Closing a sale or getting a new customer in the B2B environment is a long and complex process, but there are a number of basic elements that can help consolidate the agreement. Several studies indicate that 63% of companies take an average of 3 months to make a purchase decision since receiving the proposal. Jose Duarte, a successful entrepreneur and eCommerce expert from Costa Rica, discusses how to successfully navigate B2B sales to close the deal.

B2B sales are rational purchases, unlike the emotional purchases made by private consumers. They involve a large number of people, at different scales of the organization’s hierarchy and involve considerable investments as well as significant risks to the company. Therefore, there are B2C trading strategies and logic that do not apply in B2B.

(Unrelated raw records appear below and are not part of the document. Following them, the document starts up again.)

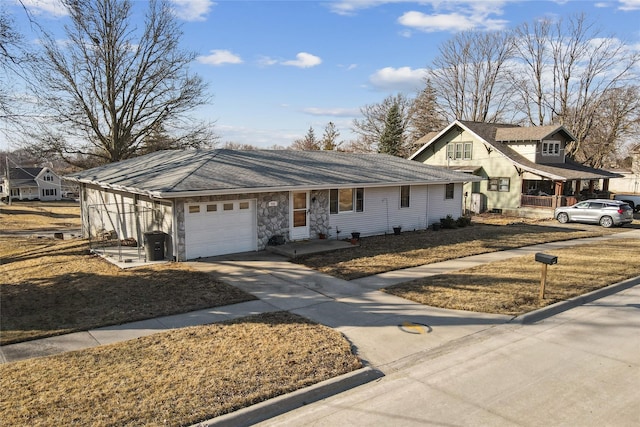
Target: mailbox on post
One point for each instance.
(546, 260)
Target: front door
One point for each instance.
(299, 214)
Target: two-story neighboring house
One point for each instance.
(523, 167)
(31, 183)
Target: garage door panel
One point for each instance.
(211, 230)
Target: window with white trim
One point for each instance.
(346, 200)
(459, 150)
(499, 184)
(405, 196)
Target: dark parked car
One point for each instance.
(605, 212)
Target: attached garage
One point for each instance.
(218, 228)
(218, 202)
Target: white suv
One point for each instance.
(605, 212)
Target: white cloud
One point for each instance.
(400, 79)
(265, 61)
(629, 4)
(303, 60)
(53, 7)
(192, 10)
(349, 7)
(335, 112)
(220, 57)
(438, 22)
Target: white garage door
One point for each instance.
(218, 228)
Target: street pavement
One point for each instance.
(578, 368)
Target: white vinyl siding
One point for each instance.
(380, 204)
(439, 207)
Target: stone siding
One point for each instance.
(319, 213)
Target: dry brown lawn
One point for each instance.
(379, 254)
(179, 377)
(512, 286)
(39, 216)
(50, 287)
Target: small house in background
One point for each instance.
(525, 170)
(31, 183)
(216, 202)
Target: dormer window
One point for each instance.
(551, 148)
(459, 150)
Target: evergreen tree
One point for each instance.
(392, 140)
(329, 140)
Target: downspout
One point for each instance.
(174, 230)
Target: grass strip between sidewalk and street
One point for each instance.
(379, 254)
(512, 286)
(179, 377)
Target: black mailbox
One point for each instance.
(546, 259)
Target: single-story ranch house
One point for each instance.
(215, 202)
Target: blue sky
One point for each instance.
(275, 68)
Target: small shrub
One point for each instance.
(448, 222)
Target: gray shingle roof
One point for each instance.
(183, 172)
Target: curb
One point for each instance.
(287, 402)
(559, 307)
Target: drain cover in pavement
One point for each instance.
(415, 328)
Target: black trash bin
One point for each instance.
(154, 245)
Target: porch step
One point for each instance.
(540, 213)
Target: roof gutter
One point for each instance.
(196, 193)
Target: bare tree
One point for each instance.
(111, 85)
(14, 57)
(470, 78)
(567, 68)
(425, 114)
(617, 121)
(532, 48)
(372, 125)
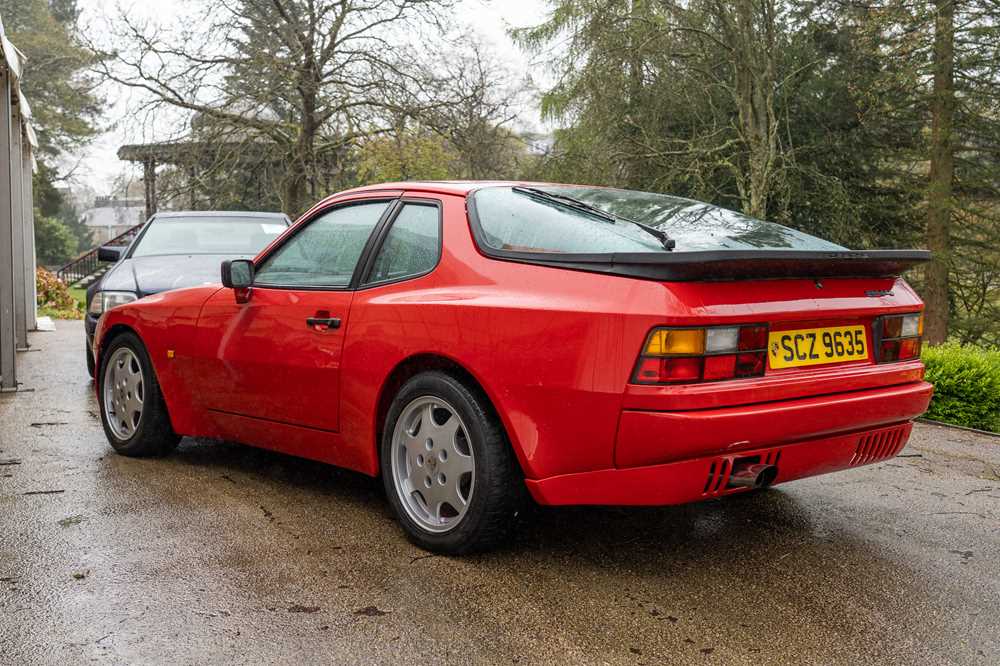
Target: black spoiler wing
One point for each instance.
(732, 264)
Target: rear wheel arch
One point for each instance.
(413, 366)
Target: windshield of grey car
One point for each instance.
(208, 235)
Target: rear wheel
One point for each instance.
(133, 412)
(449, 472)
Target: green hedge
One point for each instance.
(966, 385)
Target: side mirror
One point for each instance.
(237, 274)
(111, 253)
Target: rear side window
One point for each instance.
(325, 252)
(512, 222)
(411, 247)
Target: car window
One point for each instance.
(412, 245)
(514, 222)
(326, 251)
(206, 234)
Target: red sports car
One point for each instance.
(477, 343)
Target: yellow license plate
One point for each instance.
(815, 346)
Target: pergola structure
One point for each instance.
(17, 225)
(196, 157)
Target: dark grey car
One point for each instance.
(175, 250)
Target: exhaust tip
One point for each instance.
(752, 475)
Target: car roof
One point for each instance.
(459, 187)
(218, 213)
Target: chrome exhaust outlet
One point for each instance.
(752, 475)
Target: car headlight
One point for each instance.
(105, 300)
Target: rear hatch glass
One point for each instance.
(512, 220)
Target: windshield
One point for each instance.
(514, 222)
(208, 234)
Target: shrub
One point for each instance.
(966, 385)
(54, 299)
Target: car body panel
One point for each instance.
(153, 274)
(553, 350)
(244, 350)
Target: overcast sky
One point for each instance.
(99, 166)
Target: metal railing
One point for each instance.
(87, 263)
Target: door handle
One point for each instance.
(323, 323)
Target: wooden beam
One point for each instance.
(8, 370)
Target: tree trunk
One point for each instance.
(939, 192)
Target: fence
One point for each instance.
(17, 227)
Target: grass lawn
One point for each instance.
(80, 294)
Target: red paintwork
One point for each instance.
(552, 349)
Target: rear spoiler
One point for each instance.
(732, 264)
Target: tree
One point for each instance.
(406, 154)
(747, 104)
(304, 78)
(56, 82)
(477, 104)
(54, 243)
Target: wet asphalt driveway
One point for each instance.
(222, 553)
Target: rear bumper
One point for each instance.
(706, 477)
(672, 457)
(651, 438)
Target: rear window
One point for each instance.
(512, 221)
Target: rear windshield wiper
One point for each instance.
(666, 241)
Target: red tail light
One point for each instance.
(690, 355)
(898, 337)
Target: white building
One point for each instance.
(112, 217)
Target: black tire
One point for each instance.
(499, 494)
(153, 435)
(91, 369)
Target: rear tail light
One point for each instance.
(690, 355)
(897, 337)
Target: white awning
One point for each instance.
(14, 60)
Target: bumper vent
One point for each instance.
(879, 445)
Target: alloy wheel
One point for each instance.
(433, 464)
(123, 392)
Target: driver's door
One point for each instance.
(277, 357)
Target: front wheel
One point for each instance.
(133, 411)
(448, 469)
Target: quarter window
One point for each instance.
(412, 245)
(325, 252)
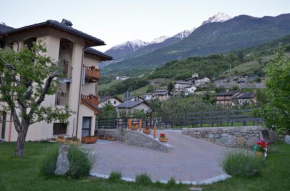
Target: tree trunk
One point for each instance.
(19, 147)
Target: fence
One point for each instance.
(220, 118)
(198, 119)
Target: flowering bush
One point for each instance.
(261, 145)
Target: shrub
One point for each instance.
(143, 179)
(48, 162)
(241, 164)
(115, 176)
(80, 160)
(171, 182)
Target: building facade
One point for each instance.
(78, 88)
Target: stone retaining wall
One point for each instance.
(138, 138)
(117, 133)
(226, 136)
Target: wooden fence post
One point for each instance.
(140, 124)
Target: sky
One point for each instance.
(117, 21)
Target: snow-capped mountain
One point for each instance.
(219, 17)
(184, 34)
(159, 39)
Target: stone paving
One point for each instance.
(191, 159)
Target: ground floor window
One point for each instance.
(59, 128)
(86, 129)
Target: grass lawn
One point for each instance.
(23, 174)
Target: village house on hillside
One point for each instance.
(161, 95)
(122, 78)
(78, 89)
(233, 98)
(132, 106)
(109, 100)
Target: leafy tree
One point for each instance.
(26, 77)
(276, 106)
(170, 87)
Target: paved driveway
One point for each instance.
(191, 160)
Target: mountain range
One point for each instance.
(136, 48)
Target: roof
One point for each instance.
(226, 93)
(246, 95)
(105, 98)
(104, 57)
(57, 25)
(131, 104)
(91, 106)
(4, 28)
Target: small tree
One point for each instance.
(26, 77)
(170, 87)
(276, 107)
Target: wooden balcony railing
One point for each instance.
(92, 99)
(92, 74)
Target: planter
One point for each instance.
(60, 140)
(163, 139)
(89, 140)
(134, 127)
(146, 131)
(102, 137)
(259, 154)
(111, 138)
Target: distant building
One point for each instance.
(225, 98)
(122, 78)
(132, 106)
(109, 100)
(246, 97)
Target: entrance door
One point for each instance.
(86, 129)
(3, 125)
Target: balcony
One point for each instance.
(91, 101)
(92, 74)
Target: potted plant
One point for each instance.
(135, 126)
(147, 130)
(261, 148)
(102, 137)
(89, 139)
(162, 138)
(111, 138)
(60, 139)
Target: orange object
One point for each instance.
(140, 124)
(129, 123)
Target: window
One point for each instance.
(59, 128)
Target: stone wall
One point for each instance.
(226, 136)
(119, 134)
(138, 138)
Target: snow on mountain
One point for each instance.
(219, 17)
(159, 39)
(134, 45)
(184, 34)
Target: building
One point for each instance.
(122, 78)
(78, 88)
(225, 98)
(132, 106)
(109, 100)
(245, 97)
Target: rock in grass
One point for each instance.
(62, 163)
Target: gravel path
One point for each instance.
(191, 160)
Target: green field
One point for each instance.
(23, 174)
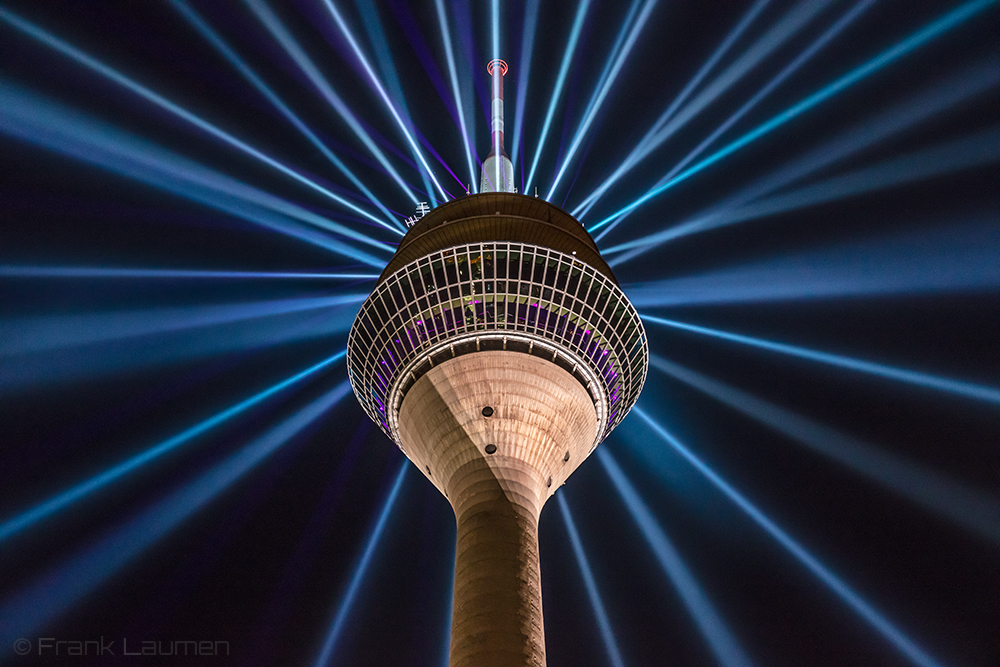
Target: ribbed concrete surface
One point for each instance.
(541, 415)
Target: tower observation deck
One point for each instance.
(497, 350)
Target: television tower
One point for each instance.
(497, 350)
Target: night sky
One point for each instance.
(886, 252)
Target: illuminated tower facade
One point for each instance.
(497, 350)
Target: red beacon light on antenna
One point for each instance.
(494, 63)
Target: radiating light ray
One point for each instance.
(588, 203)
(619, 53)
(914, 41)
(942, 96)
(916, 378)
(960, 257)
(498, 162)
(38, 373)
(99, 272)
(959, 503)
(250, 75)
(872, 616)
(979, 149)
(813, 48)
(793, 22)
(62, 500)
(789, 69)
(44, 333)
(603, 623)
(270, 21)
(95, 65)
(453, 76)
(574, 36)
(720, 639)
(287, 586)
(524, 67)
(45, 123)
(337, 626)
(33, 607)
(373, 77)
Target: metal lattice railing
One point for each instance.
(463, 298)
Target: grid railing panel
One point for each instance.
(492, 288)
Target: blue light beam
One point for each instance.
(62, 500)
(702, 72)
(969, 508)
(270, 21)
(914, 41)
(610, 645)
(527, 47)
(95, 65)
(98, 272)
(36, 373)
(574, 36)
(713, 628)
(814, 48)
(945, 94)
(32, 608)
(608, 78)
(800, 60)
(337, 626)
(45, 123)
(872, 616)
(250, 75)
(962, 256)
(453, 76)
(385, 99)
(957, 387)
(35, 334)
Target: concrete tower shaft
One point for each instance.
(497, 350)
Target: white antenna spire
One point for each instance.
(498, 172)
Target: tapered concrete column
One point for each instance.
(497, 467)
(497, 617)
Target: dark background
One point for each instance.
(265, 564)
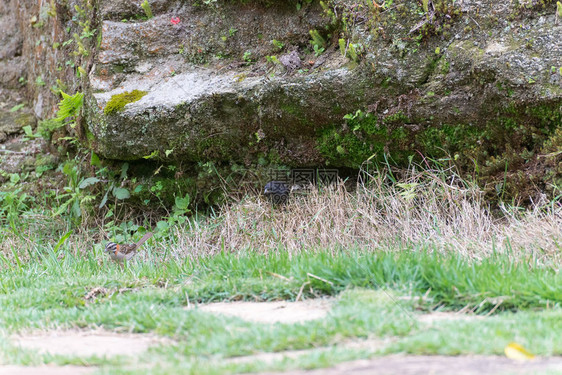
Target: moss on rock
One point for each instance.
(118, 101)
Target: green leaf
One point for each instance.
(28, 131)
(121, 193)
(76, 208)
(17, 107)
(62, 240)
(162, 225)
(124, 169)
(95, 160)
(183, 203)
(14, 178)
(88, 181)
(152, 155)
(104, 199)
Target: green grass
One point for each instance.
(150, 297)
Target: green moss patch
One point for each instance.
(118, 102)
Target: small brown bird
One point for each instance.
(119, 252)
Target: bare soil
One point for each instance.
(423, 365)
(87, 343)
(273, 312)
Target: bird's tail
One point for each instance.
(143, 240)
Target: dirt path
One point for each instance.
(423, 365)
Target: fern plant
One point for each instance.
(69, 108)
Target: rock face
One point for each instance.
(477, 82)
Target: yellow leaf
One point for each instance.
(517, 352)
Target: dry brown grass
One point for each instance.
(425, 209)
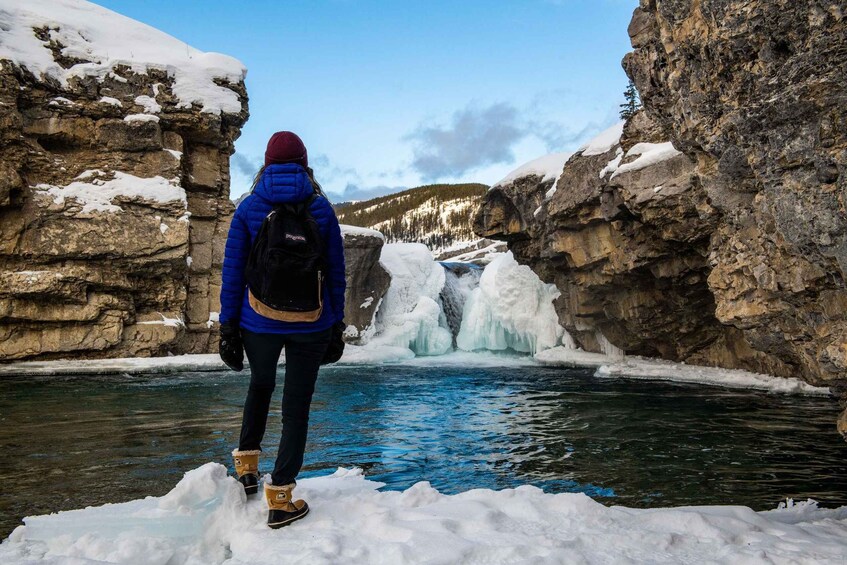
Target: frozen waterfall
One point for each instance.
(460, 281)
(431, 308)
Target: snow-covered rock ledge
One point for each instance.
(606, 366)
(633, 367)
(207, 519)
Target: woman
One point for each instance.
(285, 179)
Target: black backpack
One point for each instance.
(284, 272)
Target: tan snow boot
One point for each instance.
(282, 510)
(247, 469)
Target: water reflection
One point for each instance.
(80, 441)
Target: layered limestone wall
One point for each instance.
(114, 185)
(730, 247)
(367, 281)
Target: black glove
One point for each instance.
(336, 344)
(230, 348)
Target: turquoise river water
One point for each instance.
(72, 442)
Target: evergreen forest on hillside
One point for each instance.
(437, 215)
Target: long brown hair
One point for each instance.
(315, 184)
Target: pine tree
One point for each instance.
(632, 104)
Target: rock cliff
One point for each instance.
(727, 244)
(367, 281)
(114, 184)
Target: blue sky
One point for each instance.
(393, 94)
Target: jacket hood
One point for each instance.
(283, 183)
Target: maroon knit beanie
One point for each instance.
(286, 147)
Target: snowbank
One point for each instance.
(648, 154)
(130, 366)
(409, 316)
(103, 40)
(604, 141)
(510, 309)
(207, 519)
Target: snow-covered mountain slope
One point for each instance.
(436, 215)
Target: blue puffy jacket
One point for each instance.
(279, 184)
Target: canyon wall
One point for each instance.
(727, 244)
(114, 185)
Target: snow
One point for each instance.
(141, 118)
(409, 315)
(605, 366)
(604, 141)
(608, 366)
(98, 195)
(355, 230)
(510, 309)
(149, 104)
(482, 256)
(612, 165)
(107, 39)
(131, 365)
(547, 167)
(214, 318)
(207, 519)
(61, 100)
(649, 154)
(166, 321)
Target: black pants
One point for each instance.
(303, 354)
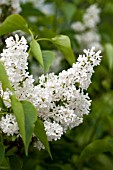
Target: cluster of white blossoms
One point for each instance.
(61, 100)
(86, 32)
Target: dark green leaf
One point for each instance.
(4, 78)
(30, 114)
(20, 117)
(69, 10)
(12, 23)
(94, 148)
(36, 51)
(48, 58)
(14, 162)
(62, 42)
(2, 152)
(2, 104)
(41, 135)
(109, 53)
(26, 116)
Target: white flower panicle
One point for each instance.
(61, 100)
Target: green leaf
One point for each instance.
(26, 116)
(36, 51)
(41, 135)
(69, 10)
(30, 114)
(2, 104)
(12, 23)
(94, 148)
(109, 53)
(2, 152)
(48, 58)
(19, 113)
(15, 162)
(4, 78)
(62, 42)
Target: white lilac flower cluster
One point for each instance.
(61, 100)
(13, 4)
(86, 32)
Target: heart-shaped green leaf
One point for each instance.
(62, 42)
(12, 23)
(41, 135)
(26, 116)
(2, 152)
(4, 78)
(36, 51)
(48, 58)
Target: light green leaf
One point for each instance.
(30, 114)
(15, 162)
(26, 116)
(109, 53)
(41, 135)
(48, 58)
(62, 42)
(96, 147)
(12, 23)
(2, 152)
(20, 117)
(36, 51)
(2, 104)
(4, 78)
(69, 10)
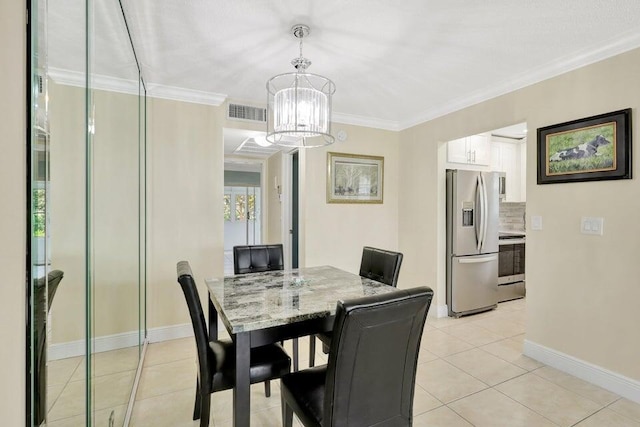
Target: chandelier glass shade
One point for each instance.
(299, 105)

It is essential, on the one hand, to meet the company customer with which he is dealing, and on the other hand, to meet the person in charge of making the purchase decision. Both have their specific needs and the best way to finish the sale is to ensure the satisfaction of these in the most cost-effective way possible for both of the businesses.

98% of companies seek information about online providers. Explains Duarte, “In B2B environments, companies generally go to partners they have worked with before, but if they are no longer desirable, they tend to research and do a study thanks to the Internet. However, only around 58% of B2B companies have a website, and of them, only 20% use it for promotional purposes.”

Digitization has completely transformed purchasing processes. Negotiations were traditionally conducted door-to-door, with the commercial as the main source of information on the products and services offered by B2B. However, this information search process now occurs through the website, social media, or other portals that collect opinions from other customers. Now, the role of the commercial has been delegated to the background, dedicated to the definitive closing of the sale, so the real battle, today, is fought in the online environment.

Currently, price, while a determining factor, is not the most relevant factor when making a purchase decision. “As in B2C environments, companies seek trust in the provider,” asserts Duarte. “They seek clear information, transparency and credibility, a travel companion that will help them achieve their goals, not only economic, but growth and development. Thus, 93% of companies claim that the determining factor in a purchase decision is trust.”

Account-based marketing is understood as a reformulation of inbound marketing for those companies in the B2B environment that are active in very specific markets with specific characteristics. Inbound marketing, on the other hand, relies on a different omnichannel content strategy at different stages of the purchasing decision. In this sense, B2B companies with a small client portfolio will get better results from account-based marketing strategies, as they will be able to launch more personalized campaigns.

Making your value proposition clear is one of the key strategies for a successful B2B negotiation. Always try to make clear the distinctive points you can offer with your service. In addition, demonstrate the reasons why such an association will be truly profitable and value-added. All clients should have the feeling that they are winning in every trade. Clarifying the value proposition of the product or service, or the company, will be a distinguishing point for the customer to choose you, instead of a competitor.

The more humanized the partnership, the more likely it is to succeed. The paradigm that trade relations must be strictly formal is no longer true. Although terms and contracts are still used, the B2C market already knows that relationships must be increasingly human, to attract customers and awaken a sense of belonging. The same must happen during the B2B negotiations. Sellers should see other companies as market partners and make it clear that the growth of those companies is very important to their own business.